I like a small CLI surface area with obvious intent:

  • Standard daily run
    python -m openai_billing_etl run

  • One-day manual rerun
    python -m openai_billing_etl run --start 2026-02-18 --end 2026-02-19

  • Backfill
    python -m openai_billing_etl backfill --days 90

  • Dry-run (no writes)
    python -m openai_billing_etl run --dry-run

  • Endpoint isolation
    python -m openai_billing_etl run --only usage/completions

(These commands are intentionally “operator-shaped”; you don’t want someone editing code to rerun a day.)

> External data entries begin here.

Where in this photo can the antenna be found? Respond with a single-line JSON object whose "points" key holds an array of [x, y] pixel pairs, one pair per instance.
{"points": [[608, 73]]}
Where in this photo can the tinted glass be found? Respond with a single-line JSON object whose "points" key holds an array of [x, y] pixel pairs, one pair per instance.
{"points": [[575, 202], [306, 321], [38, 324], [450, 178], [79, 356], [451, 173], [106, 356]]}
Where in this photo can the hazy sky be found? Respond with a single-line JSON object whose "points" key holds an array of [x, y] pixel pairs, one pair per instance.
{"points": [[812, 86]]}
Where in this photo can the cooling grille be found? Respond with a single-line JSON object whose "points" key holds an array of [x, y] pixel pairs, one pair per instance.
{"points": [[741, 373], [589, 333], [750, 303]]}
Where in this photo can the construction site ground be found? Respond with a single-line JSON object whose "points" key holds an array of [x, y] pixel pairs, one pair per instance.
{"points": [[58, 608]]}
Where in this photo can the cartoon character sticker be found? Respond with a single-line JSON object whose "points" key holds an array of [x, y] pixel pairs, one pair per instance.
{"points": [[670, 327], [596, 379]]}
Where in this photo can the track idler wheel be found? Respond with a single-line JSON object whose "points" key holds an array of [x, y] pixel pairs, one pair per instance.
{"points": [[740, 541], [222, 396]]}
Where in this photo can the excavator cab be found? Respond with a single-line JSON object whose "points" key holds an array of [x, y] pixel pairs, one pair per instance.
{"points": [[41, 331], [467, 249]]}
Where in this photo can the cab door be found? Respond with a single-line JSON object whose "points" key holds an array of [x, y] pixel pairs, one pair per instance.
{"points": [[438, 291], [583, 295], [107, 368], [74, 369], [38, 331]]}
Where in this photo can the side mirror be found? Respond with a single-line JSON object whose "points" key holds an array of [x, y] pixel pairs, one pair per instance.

Windows Scheduler Integration

The scheduler wrapper does a few boring-but-critical things:

  • activates the virtual environment
  • validates required environment variables
  • executes ETL
  • writes timestamped logs to disk
  • returns meaningful exit codes
  • enforces single-instance execution

Operator Checks

  • Verify latest run status (vw_last_etl_run)
  • Verify daily volume patterns (vw_ingestion_daily_summary)
  • Verify alert channel health
  • Spot-check costs for anomalies

Data Quality Systems

SQL Validation

Typical validations include:

  • latest run status query
  • daily endpoint volume checks
  • duplicate fingerprint checks
  • null bucket checks
  • watermark freshness
  • currency consistency
  • raw retention age check

Embedded Validation During ETL

During transforms/upserts:

  • zero-row windows and integrity anomalies raise warnings
  • warning-only runs can optionally alert (configurable)

The goal is “detect surprises early.”